Davi meraih laptop, lalu membuka skype dan menghubungi kontak Zelda. Namun tidak ada jawaban dari ujung sana.

"Tuh anak lagi ngapain, sih? Nggak mungkin kan kuliah malam-malam? Eh mungkin aja, sih, di sana jam berapa ya sekarang?. Atau jangan-jangan ...?"

Davi berhenti memikirkan semua itu, ia mematikan laptopnya lalu menutupnya sedikit kasar. Untuk malam ini ia akan tidur tanpa mendengar ucapan good night dari Zelda.

                                 🍁🍁🍁

Pagi ini langit sedang bahagia, sang surya bersinar terang menerobos jendela kamar seorang lelaki yang masih lelap tertidur. Bersyukur hari ini Minggu, hingga tidak mengharuskannya bekerja di kantor papa sebagai wakil direktur.

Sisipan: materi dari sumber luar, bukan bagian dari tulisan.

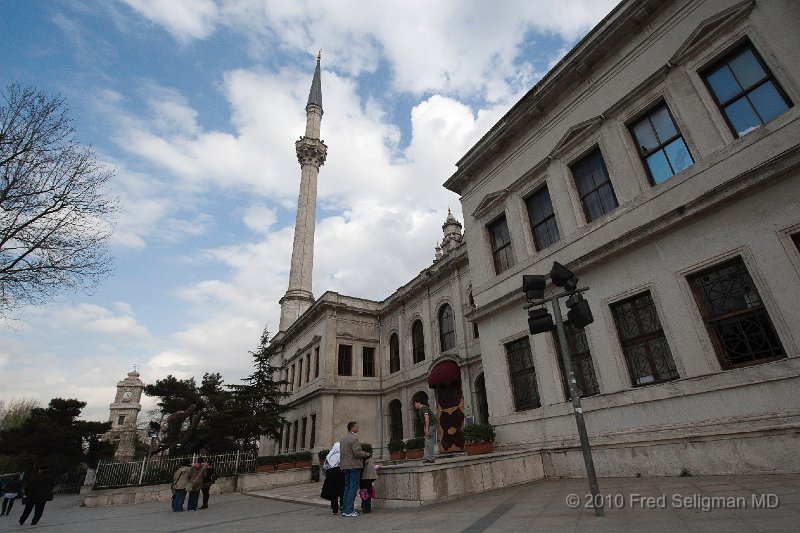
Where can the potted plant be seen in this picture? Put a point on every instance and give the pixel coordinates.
(415, 448)
(396, 450)
(479, 438)
(302, 459)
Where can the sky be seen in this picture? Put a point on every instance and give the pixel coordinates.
(196, 105)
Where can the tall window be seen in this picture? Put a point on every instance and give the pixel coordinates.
(394, 353)
(660, 144)
(523, 375)
(644, 345)
(735, 316)
(313, 440)
(419, 425)
(345, 366)
(417, 341)
(585, 378)
(501, 245)
(368, 361)
(594, 186)
(396, 420)
(543, 219)
(745, 90)
(447, 329)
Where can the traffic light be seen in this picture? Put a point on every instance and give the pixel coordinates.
(533, 286)
(561, 276)
(579, 314)
(540, 321)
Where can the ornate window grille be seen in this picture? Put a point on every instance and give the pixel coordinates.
(585, 378)
(735, 316)
(644, 345)
(522, 374)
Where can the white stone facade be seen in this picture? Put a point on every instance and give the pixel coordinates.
(736, 204)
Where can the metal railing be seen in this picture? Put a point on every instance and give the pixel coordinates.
(157, 470)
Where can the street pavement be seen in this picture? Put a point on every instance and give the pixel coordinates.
(653, 505)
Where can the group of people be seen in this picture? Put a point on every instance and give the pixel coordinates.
(35, 490)
(192, 478)
(349, 470)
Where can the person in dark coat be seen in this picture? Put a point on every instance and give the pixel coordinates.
(333, 488)
(38, 489)
(11, 491)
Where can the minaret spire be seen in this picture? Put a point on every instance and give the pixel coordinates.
(311, 153)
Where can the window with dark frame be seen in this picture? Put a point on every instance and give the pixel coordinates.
(313, 438)
(543, 219)
(594, 186)
(745, 90)
(368, 361)
(396, 420)
(394, 353)
(447, 330)
(735, 316)
(345, 360)
(660, 144)
(582, 366)
(644, 344)
(417, 341)
(501, 245)
(522, 375)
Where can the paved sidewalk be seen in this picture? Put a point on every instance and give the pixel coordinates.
(632, 505)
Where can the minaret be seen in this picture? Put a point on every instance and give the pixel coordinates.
(311, 152)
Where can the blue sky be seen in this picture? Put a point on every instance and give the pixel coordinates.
(196, 104)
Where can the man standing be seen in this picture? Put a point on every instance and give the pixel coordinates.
(351, 462)
(431, 422)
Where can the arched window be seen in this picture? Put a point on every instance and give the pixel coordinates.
(396, 420)
(417, 341)
(447, 329)
(394, 353)
(419, 425)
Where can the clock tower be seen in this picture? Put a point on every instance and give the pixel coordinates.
(124, 411)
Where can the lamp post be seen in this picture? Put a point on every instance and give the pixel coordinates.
(539, 321)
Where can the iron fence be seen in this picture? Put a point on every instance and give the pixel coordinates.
(157, 470)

Setelah menyelesaikan gelar sarjananya beberapa bulan lalu, Davi langsung direkrut menjadi wakil direktur di perusahaan papa.

Havana na na na

Nada dering ponselnya membuat Davi terpaksa membuka mata untuk meraih ponselnya. Dengan kesadaran yang belum sepenuhnya kembali ia melihat id caller di layar ponselnya. Matanya membulat sempurna ketika melihat nama sweety girl di sana.

Video call. Davi dengan cepat menggeser tombol hijau, lalu menghadapkan ponsel itu dengan wajahnya.

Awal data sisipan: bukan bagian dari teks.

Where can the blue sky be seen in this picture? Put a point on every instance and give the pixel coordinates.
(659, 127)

"Arrghh ... Davi!! Pake baju sana."

Davi memperhatikan tubuhnya, lalu terkekeh pelan, karena ia bertelanjang dada.

"Davi, mata aku udah nggak suci!!"

Davi tertawa keras dengan suara berat dan serak khas bangun tidur. "Bibir kamu juga udah nggak suci."

Perempuan di seberang sana berdecak kesal. Davi memperhatikan penampilan Zelda yang rapi, polesan make up tipis membuat Davi mengagumi wajah mantan tunangannya itu.

"Kamu di mana?" tanyanya, meski ia tahu Zelda sedang bersandar di kursi mobil.

"Di jalan."

"Bareng siapa?"

"Her boyfriend"

"Iih, apaan sih, Fred."

Davi menggeram marah, melihat lelaki yang di samping Zelda menampakkan wajahnya di layar ponsel Zelda.

"Zel, itu siapa?!"

"Gue pacarnya. Kenapa, sih?"

"Fredly!"

"Gue lagi nggak bercanda, bastard!!" Muka Davi sudah memerah, ingin menumpahkan segala emosinya di wajah biasa lelaki di samping mantan tunangannya.

"Zelda jawab aku, dia siapa, Zel?!"

"Fredly it ..."

"Zel, cowok lo posesif banget, sih."

"Dia bukan cowok gue."

"Zelda!! Aku selama dua tahun nunggu kamu. Tapi apa yang kamu lakuin, nggak nganggap ak ...,"

"Apa yang aku bilang emang benar, kan? Kita bukan pacar. Kamu itu ...,"

"Aku beli tiket ke Spanyol. Sekarang."

Davi memutuskan panggilan secara sepihak, tanpa memedulikan teriakan kesal Zelda di seberang sana.

Ia meraih kaos secara acak di dalam lemari besar kamarnya. Lalu meraih kunci mobil di atas nakas, kemudian berlari keluar.

"Loh, Vi, kamu mau ke mana?" tanya mama heran, melihat putra tunggalnya itu yang terburu-buru. Bisa dipastikan Davi belum cuci muka.

"Beli tiket, Ma. Davi mau ke Spanyol sekarang."